The Scottish Parliament voted last week to allow Sturgeon to pursue the referendum, which would come a little over four years after the last one, based on her timetable. The U.K. government’s response was swift, reiterating May’s position that it’s not up for discussion while Britain gets on with Brexit.

Nicola Sturgeon Says May’s Opposition to Referendum Timetable Is Unsustainable

Source: Bloomberg

“I don’t think the position of the prime minister, which at the moment appears to be to stand in the way of the will of the Scottish Parliament, is a sustainable one,” Sturgeon said. “I’ll seek to discuss this with the U.K. government in a constructive manner. The will of the parliament has to be and must be respected.”

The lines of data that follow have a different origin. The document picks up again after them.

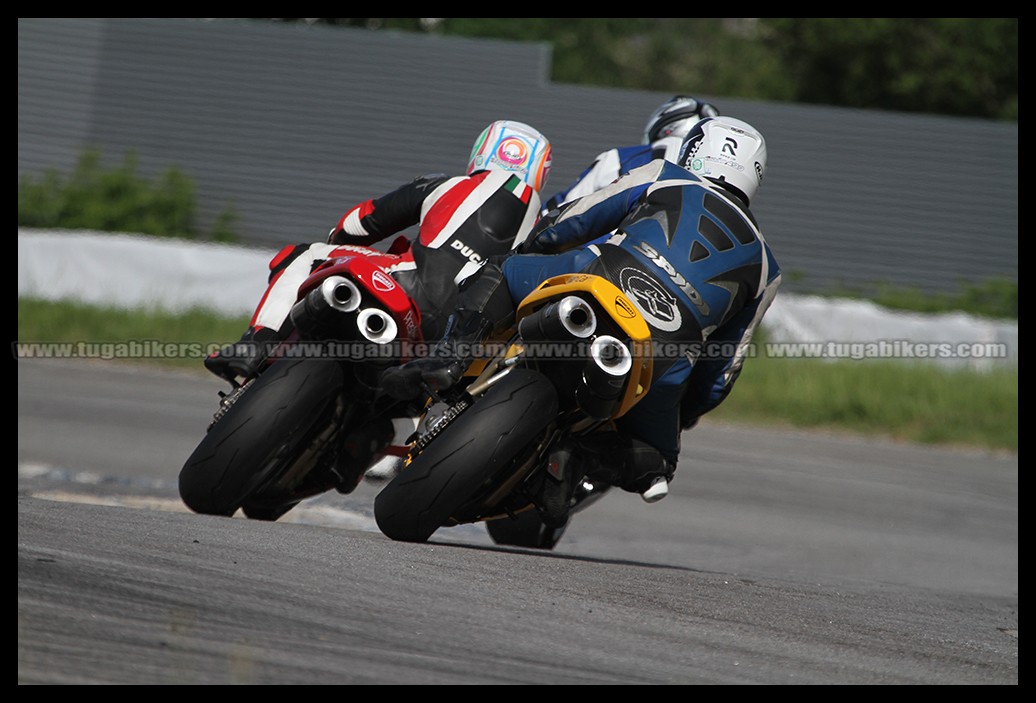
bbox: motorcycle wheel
[486,509,568,550]
[179,359,345,520]
[374,369,557,543]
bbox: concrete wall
[18,19,1018,293]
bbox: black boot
[381,262,515,401]
[537,440,582,528]
[380,310,493,401]
[205,327,280,383]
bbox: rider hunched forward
[205,120,551,380]
[382,117,780,524]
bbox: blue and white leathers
[502,159,780,461]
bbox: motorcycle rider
[382,116,781,525]
[205,120,551,382]
[541,95,719,214]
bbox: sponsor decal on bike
[371,271,396,292]
[615,295,637,320]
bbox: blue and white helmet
[467,120,551,193]
[643,95,719,144]
[677,117,767,204]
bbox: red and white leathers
[251,170,540,339]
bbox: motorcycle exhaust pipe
[575,334,633,419]
[518,295,597,342]
[320,275,359,313]
[356,307,399,344]
[290,275,362,340]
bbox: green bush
[18,149,237,242]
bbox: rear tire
[179,359,345,520]
[374,369,557,543]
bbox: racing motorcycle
[374,273,665,550]
[179,252,422,521]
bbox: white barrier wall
[18,230,1018,370]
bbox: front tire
[486,509,570,550]
[179,359,345,520]
[374,369,557,543]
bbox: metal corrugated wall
[18,19,1018,292]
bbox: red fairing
[298,254,423,342]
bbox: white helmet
[677,117,767,204]
[643,95,719,144]
[466,120,551,193]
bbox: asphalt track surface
[18,360,1018,685]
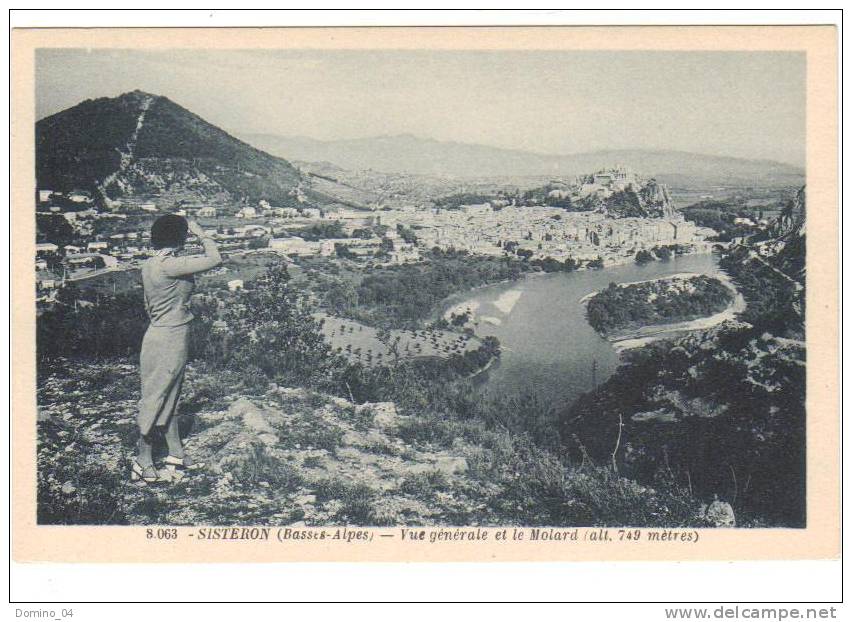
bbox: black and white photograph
[30,42,808,541]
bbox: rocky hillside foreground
[38,362,720,526]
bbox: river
[444,253,720,405]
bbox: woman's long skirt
[137,323,189,435]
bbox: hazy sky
[36,50,806,165]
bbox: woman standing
[132,214,222,482]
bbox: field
[196,252,281,289]
[318,314,482,367]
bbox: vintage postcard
[10,26,840,562]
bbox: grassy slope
[38,361,700,526]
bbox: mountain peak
[36,89,300,205]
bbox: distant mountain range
[242,134,804,186]
[35,91,301,207]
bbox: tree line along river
[444,253,721,412]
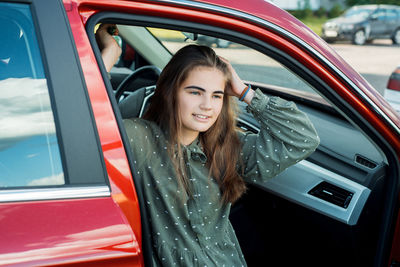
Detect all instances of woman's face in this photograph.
[177,67,226,145]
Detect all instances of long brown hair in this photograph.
[144,45,246,203]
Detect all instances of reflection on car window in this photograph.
[151,28,315,93]
[0,3,65,189]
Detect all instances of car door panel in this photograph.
[0,0,143,266]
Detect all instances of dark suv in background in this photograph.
[322,5,400,45]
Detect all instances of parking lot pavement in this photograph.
[331,40,400,94]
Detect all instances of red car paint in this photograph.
[0,0,400,266]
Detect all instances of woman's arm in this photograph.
[222,58,319,182]
[239,89,319,182]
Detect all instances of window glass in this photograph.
[0,3,65,189]
[149,28,315,93]
[386,9,397,21]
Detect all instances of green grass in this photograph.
[301,17,328,35]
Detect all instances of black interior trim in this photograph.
[31,0,108,185]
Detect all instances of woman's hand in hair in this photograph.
[219,57,254,104]
[96,24,122,72]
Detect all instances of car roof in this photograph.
[180,0,400,121]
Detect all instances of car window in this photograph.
[386,9,397,21]
[372,9,386,20]
[149,28,315,93]
[0,3,65,189]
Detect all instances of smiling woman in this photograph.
[118,45,319,266]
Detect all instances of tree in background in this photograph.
[328,4,343,18]
[346,0,400,6]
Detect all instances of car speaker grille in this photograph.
[355,155,377,169]
[308,181,353,209]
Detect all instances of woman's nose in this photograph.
[200,96,212,110]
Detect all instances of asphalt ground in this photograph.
[331,40,400,94]
[164,40,400,94]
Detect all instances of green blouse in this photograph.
[124,90,319,266]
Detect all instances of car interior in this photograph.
[87,15,394,266]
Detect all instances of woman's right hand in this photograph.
[95,23,122,72]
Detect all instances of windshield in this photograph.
[343,8,373,19]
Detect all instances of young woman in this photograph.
[120,45,319,266]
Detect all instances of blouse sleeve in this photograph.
[239,89,319,182]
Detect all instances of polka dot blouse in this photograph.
[124,90,319,267]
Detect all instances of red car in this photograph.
[0,0,400,267]
[383,66,400,113]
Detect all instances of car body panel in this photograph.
[0,198,140,266]
[383,66,400,113]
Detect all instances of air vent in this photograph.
[356,155,377,169]
[308,182,353,209]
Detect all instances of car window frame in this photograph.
[0,0,110,203]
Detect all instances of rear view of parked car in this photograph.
[322,5,400,45]
[384,65,400,113]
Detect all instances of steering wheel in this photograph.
[115,65,161,102]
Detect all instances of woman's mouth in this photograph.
[193,114,210,122]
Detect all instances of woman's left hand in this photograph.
[219,56,254,104]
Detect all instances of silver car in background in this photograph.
[322,5,400,45]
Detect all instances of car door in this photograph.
[76,1,398,266]
[0,0,141,266]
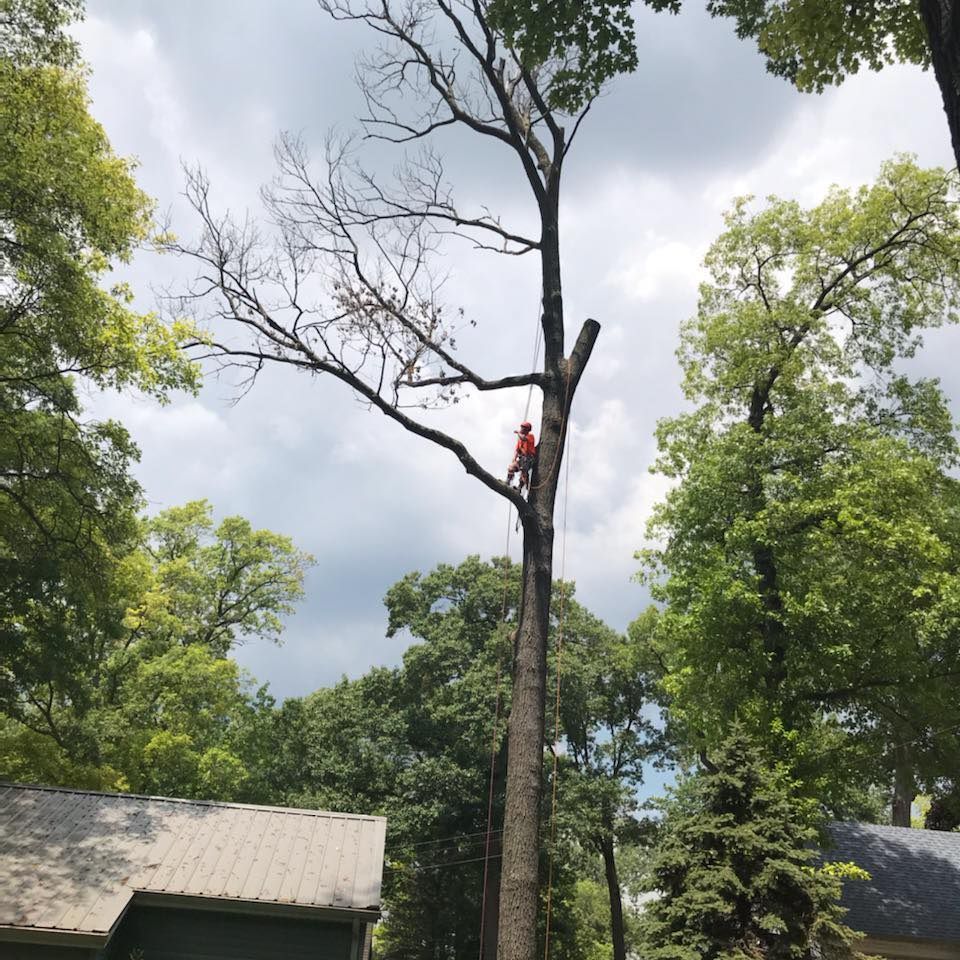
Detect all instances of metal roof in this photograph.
[0,784,386,937]
[823,823,960,943]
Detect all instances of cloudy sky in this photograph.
[78,0,960,696]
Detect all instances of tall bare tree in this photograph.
[165,7,600,960]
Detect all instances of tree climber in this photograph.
[507,420,537,490]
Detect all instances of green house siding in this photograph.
[0,939,98,960]
[104,905,363,960]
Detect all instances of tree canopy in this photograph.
[644,159,960,816]
[639,726,865,960]
[0,0,198,740]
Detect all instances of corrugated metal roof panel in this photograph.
[0,785,386,935]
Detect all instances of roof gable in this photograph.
[0,785,386,937]
[824,823,960,943]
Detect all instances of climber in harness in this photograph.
[507,420,537,490]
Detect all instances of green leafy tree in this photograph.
[640,726,864,960]
[644,159,960,822]
[4,501,311,799]
[266,557,647,960]
[707,0,960,171]
[0,0,197,728]
[490,0,960,172]
[548,601,667,960]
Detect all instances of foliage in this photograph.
[640,725,864,960]
[266,557,660,960]
[0,0,197,728]
[489,0,680,114]
[707,0,930,92]
[490,0,930,112]
[643,159,960,804]
[0,501,311,799]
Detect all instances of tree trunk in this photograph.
[480,836,502,960]
[499,502,553,960]
[600,831,627,960]
[890,743,916,827]
[497,176,600,960]
[920,0,960,166]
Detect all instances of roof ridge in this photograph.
[0,780,387,821]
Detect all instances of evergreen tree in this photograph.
[639,723,863,960]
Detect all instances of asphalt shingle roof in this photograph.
[824,823,960,943]
[0,784,386,936]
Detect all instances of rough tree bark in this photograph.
[169,7,600,960]
[920,0,960,167]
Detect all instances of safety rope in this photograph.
[478,503,512,960]
[543,430,573,960]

Read More: a Q&A on Why Scottish Independence Is Back on the Table

The standoff adds another question mark over Britain’s future after May set the clock ticking last week on two years of negotiations with the EU to unravel 44 years of membership.

Sturgeon spoke before heading to the U.S. to drum up investment in Scotland and said it was even more important now to show the country was open for business. She also noted her political differences with President Donald Trump, who owns golf resorts in Scotland. During the election campaign, the Scottish government stripped Trump of his role as business ambassador for the country.

“The links between Scotland and America are deep and long standing and frankly are much deeper than any transient political disagreements between any administrations or leaders of the countries at any one time,” Sturgeon said.